143話

 ―――秒にも満たないほどの瞬間、だった。

 何がどうなったかもわからず、さらには寸分と経たずに爆発が起きたせいで何が起こっているのか把握できない。

 ただ・・・誰かに対して声を上げるいとまも止めるために延ばした手さえも、相手に届くことはなくて。


 気つけばその一瞬の間に全てが終息へと向かっていた。






 粉のように舞い上がる砂塵と吹き荒れる爆風の共演コラボのせいで、周りがモウモウとしていてほとんど見えない。細かい粒子がビシバシと顔の至るところに当たって煩わしく、腕で当たらないようにと隠すので見ることができないのだ。

 それでも部屋の真ん中で何かが爆発したことくらいはグレイにも流石に分かった。誰かに押しのけられたかと思ったら大きな音が響き渡り、あれよあれよと戸惑っている間にこうなったのだから。

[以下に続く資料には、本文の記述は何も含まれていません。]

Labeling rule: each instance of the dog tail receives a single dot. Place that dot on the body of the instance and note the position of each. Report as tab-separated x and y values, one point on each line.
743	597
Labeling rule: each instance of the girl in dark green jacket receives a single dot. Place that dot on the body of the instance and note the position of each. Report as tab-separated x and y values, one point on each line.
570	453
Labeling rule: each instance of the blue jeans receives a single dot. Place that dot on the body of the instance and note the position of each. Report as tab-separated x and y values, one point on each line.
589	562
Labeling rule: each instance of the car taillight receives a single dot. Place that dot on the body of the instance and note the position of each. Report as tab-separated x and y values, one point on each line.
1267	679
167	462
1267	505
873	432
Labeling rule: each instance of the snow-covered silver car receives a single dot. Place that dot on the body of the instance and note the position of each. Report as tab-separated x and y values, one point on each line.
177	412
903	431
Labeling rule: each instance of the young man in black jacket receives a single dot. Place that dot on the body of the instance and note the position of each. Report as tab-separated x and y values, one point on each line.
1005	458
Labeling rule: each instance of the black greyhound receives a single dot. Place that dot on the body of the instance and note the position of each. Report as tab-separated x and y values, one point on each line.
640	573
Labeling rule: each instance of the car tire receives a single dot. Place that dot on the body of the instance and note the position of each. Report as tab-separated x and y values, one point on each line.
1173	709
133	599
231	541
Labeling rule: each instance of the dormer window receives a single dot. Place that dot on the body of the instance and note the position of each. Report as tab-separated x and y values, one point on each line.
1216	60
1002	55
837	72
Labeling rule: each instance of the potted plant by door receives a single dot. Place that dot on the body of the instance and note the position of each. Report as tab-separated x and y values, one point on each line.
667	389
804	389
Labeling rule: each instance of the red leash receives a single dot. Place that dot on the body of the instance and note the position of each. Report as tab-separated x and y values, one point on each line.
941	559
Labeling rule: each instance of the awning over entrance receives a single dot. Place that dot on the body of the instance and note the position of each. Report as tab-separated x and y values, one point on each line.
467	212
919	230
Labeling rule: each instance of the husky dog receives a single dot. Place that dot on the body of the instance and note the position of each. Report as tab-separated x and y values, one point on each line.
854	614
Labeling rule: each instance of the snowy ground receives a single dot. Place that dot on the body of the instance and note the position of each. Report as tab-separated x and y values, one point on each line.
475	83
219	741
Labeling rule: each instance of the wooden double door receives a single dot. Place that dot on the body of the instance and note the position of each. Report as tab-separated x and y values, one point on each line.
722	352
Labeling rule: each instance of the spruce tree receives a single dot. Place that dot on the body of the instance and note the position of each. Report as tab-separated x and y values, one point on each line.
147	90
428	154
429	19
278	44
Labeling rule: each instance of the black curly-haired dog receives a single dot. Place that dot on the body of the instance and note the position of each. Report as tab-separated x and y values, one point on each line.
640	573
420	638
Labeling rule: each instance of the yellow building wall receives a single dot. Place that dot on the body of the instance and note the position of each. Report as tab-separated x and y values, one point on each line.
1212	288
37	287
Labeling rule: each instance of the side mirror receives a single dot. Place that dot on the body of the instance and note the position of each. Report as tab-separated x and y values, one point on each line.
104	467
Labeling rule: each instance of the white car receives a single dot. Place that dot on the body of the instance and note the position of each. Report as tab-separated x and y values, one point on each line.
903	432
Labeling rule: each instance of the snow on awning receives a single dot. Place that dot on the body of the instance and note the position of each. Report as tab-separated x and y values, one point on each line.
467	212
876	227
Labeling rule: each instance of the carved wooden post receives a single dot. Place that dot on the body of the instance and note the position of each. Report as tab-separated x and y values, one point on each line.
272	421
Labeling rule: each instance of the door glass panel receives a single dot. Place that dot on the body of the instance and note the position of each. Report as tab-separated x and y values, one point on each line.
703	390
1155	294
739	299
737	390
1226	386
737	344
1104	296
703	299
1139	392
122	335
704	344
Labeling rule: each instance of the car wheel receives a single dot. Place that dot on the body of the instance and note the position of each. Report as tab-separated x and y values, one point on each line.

 では、一体自分は誰に押しのけられたのか。それもすでに―――彼には分かっていた。

 ・・・いや、どちらかといえばこう言うべきなのだろう。否応なく、と。





 否定したかった。違うと、だと。



 信じたかった。きっと今も傷が痛んで動けないのだと、押したのは気のせいだと。



 しかし、無情にもその一欠片は砕けていった。砂塵と爆風が収まり、見えてきた光景を目の当たりにして。









「……なぜ、ですにゃ…………」

 一歩、また一歩と部屋の中心に近づく。

 傷がジクジクと身体を止めどなく蝕んだ。しかしそれすらも気づかないほどにグレイは意識の全てをその場所に傾けていて。

 痛みで傷口がさらに開き、身体が大きく悲鳴を上げても脚を止めない。傷があるのを忘れたかのように、あるいは痛みすらも原動力に変えるかのように歩き続けた。


 一歩踏み出す毎に、少しずつ目前がぼやけた。何が原因かは知らないが、目の前が見えづらくなっているのだ。

 これはなんだ? と自身に問いたいが―――今はそれどころではない。早く〝あの場所〟に行かなければ。その想いで足を瓦礫に捕られそうになりながら、ぼやけていく視界と戦いながら、一心不乱に歩き続けていく。

 



 そして・・・ようやくその場所に着くと。

 グレイは膝を落として手を近づけた。今の爆発で焼けた彼の―――ドミニクの手を取るとしっかりと握りしめたのである。